Rn 33
Grob fehlerhaft ist eine soziale Auswahl, wenn ein evidenter, ins Auge springender schwerer Fehler vorliegt und der Interessenausgleich, insbesondere bei der Gewichtung der Auswahlkriterien, jede Ausgewogenheit vermissen lässt oder tragende Gesichtspunkte nicht in die Bewertung einbezogen worden sind.[68] Die getroffene Auswahl muss sich mit Blick auf den klagenden Arbeitnehmer im Ergebnis als grob fehlerhaft erweisen; nicht entscheidend ist, ob das Auswahlverfahren zu beanstanden ist.[69] Auch ein mangelhaftes Auswahlverfahren kann zu einem richtigen, jedenfalls aber vertretbarem Auswahlergebnis führen, dass nicht grob fehlerhaft ist.[70]
4.2.3.3.1. Auswahlrelevanter Personenkreis
Rn 34
Ein grober Fehler liegt vor, wenn bei der Bestimmung des Kreises vergleichbarer Arbeitnehmer die Austauschbarkeit offensichtlich verkannt worden ist oder bei der Anwendung des § 1 Abs. 3 Satz 2 KSchG die betrieblichen Interessen augenfällig überdehnt worden sind.[71] Daneben kann ein grober Fehler vorliegen, wenn der auswahlrelevante Personenkreis offensichtlich zu eng gezogen wurde.[72] Die Betriebsparteien haben zwar eine Einschätzungsprärogative unter anderem hinsichtlich der tatsächlichen Austauschbarkeit der Arbeitnehmer und der zumutbaren Dauer der Einarbeitungszeit (oben Rdn. 30). Eine Beschränkung der Vergleichbarkeit auf Arbeitnehmer, die ohne jede Einarbeitungszeit sofort austauschbar sind, ist aber in der Regel grob fehlerhaft.[73]

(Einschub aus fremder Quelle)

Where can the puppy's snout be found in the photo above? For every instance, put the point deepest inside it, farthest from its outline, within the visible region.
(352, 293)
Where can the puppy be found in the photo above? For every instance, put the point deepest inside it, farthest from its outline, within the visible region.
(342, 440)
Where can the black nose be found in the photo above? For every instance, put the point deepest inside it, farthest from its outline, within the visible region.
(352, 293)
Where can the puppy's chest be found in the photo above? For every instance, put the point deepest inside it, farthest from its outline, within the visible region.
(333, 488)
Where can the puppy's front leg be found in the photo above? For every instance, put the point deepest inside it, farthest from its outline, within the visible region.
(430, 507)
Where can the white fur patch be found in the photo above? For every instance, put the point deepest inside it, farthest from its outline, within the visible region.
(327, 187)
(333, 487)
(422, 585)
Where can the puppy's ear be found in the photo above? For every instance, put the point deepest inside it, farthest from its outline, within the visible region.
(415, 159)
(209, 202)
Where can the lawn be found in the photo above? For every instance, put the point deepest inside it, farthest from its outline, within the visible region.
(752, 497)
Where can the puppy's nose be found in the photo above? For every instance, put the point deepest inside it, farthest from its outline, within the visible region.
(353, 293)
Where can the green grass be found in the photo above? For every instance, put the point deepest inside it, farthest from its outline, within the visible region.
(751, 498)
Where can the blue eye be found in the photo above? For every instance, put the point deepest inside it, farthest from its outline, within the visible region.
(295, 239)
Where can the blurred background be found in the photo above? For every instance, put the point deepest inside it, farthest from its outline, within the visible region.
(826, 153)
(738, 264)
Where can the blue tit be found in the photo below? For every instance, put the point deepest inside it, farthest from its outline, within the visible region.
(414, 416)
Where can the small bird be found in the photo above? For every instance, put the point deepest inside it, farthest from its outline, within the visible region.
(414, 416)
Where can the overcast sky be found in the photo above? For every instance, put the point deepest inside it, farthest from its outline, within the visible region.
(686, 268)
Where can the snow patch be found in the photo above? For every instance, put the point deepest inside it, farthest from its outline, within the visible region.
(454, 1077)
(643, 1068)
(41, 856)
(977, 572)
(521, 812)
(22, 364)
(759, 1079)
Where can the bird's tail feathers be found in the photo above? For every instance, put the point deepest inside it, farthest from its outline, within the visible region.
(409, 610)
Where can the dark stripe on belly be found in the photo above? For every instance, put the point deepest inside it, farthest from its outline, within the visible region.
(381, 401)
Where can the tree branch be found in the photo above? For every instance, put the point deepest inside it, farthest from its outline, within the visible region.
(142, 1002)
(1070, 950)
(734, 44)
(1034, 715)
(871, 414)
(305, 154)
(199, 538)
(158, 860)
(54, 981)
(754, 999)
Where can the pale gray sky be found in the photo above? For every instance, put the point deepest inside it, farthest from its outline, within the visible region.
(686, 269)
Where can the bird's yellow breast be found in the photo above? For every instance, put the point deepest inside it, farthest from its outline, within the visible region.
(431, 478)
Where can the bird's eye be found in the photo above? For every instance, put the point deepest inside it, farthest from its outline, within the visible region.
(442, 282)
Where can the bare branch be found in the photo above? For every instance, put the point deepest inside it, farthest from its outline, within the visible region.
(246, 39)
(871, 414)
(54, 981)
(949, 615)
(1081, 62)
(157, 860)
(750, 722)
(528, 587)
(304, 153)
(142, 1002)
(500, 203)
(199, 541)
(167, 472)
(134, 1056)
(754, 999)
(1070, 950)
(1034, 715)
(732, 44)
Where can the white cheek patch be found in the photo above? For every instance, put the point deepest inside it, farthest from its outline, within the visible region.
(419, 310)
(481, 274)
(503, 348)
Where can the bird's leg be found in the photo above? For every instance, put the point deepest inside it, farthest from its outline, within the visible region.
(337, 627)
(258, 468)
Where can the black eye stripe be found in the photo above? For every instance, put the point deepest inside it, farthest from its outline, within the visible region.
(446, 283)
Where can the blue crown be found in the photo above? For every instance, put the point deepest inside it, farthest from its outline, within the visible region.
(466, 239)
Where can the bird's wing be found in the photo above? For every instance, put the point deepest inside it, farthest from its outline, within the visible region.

4.2.3.3.2. Betriebsbegriff
Rn 35
Ein Unterfall der Verkennung des auswahlrelevanten Personenkreises ist die Verkennung des für die Sozialauswahl relevanten Betriebsbegriffs (§ 23 KSchG).[74] Die Sozialauswahl ist nur grob fehlerhaft, wenn im Interessenausgleich der Betriebsbegriff selbst grob verkannt worden ist, seine Fehlerhaftigkeit also "ins Auge springt".[75] Sprechen dagegen gut nachvollziehbare und ersichtlich nicht auf Missbrauch zielende Überlegungen für die Eingrenzung des auswahlrelevanten Personenkreises, ist die Grenze der groben Fehlerhaftigkeit nicht erreicht.[76] Bewerten die Betriebspartner, zumal unter dem Druck eilbedürftiger Entscheidungen in der Insolvenz, die tatsächlichen Verhältnisse bei der Abgrenzung, ob ein eigenständiger Betrieb im Sinne des Betriebsbegriffs des § 23 KSchG vorliegt, in nachvollziehbarer und ersichtlich nicht auf Missbrauch zielender Weise falsch, liegt kein grober Fehler vor.[77]
4.2.3.3.3. Fehlende Interessenabwägung
Rn 36
Ebenfalls kein grober Fehler ist gegeben, wenn der Interessenausgleich eine Interessenabwägung aller Gesamtumstände vorsieht und diese unterbleibt, aber gleichwohl die Sozialauswahl im Ergebnis vertretbar ist. Denn in diesem Fall liegt nur ein Fehler im Auswahlverfahren vor, der für sich betrachtet keine grobe Fehlerhaftigkeit begründen kann (oben Rdn. 33).[78]
4.2.3.3.4. Punktesystem
Rn 37
Ferner genügt es für einen groben Fehler nicht, dass bei einem Punktesystem auf den gekündigten Arbeitnehmer nur geringfügig mehr Punkte (z.B. 51 Punkte) als auf einen nicht gekündigten Arbeitnehmer (z.B. 49 Punkte) entfallen, weil es sich hierbei nur um einen unerheblichen Unterschied handelt.[79]
4.2.3.3.5. Ausgewogene Personalstruktur
Rn 38
Keine grobe Fehlerhaftigkeit liegt nach § 125 Abs. 1 Nr. 2 Halbs. 2 vor, wenn durch die Sozialauswahl eine ausgewogene Personalstruktur erhalten oder geschaffen wird. Dies ist ein gesetzlich geregelter Sonderfall der berechtigten betrieblichen Bedürfnisse i.S.d. § 1 Abs. 3 Satz 2 KSchG.[80]
4.2.3.3.5.1. Begriff der Personalstruktur
Rn 39
Der Begriff der Personalstruktur ist nicht mit dem der Altersstruktur gleichzusetzen, sondern, da dem Schuldner oder Betriebserwerber ein funktions- und wettbewerbsfähiges Arbeitnehmerteam zur Verfügung stehen soll, in einem umfassenderen Sinn zu verstehen.[81] Zulässige Kriterien bei der Sozialauswahl sind somit auch die Ausbildung und Qualifikation der Arbeitnehmer. Im Rahmen der Sozialauswahl dürfen somit neben Altersgruppen auch Qualifikationsgruppen gebildet werden; auch eine Altersgruppenstaffelung innerhalb der Qualifikationsgruppen ist zulässig.[82] Die Funktionsfähigkeit eingespielter Teams darf ebenfalls berücksichtigt werden.[83]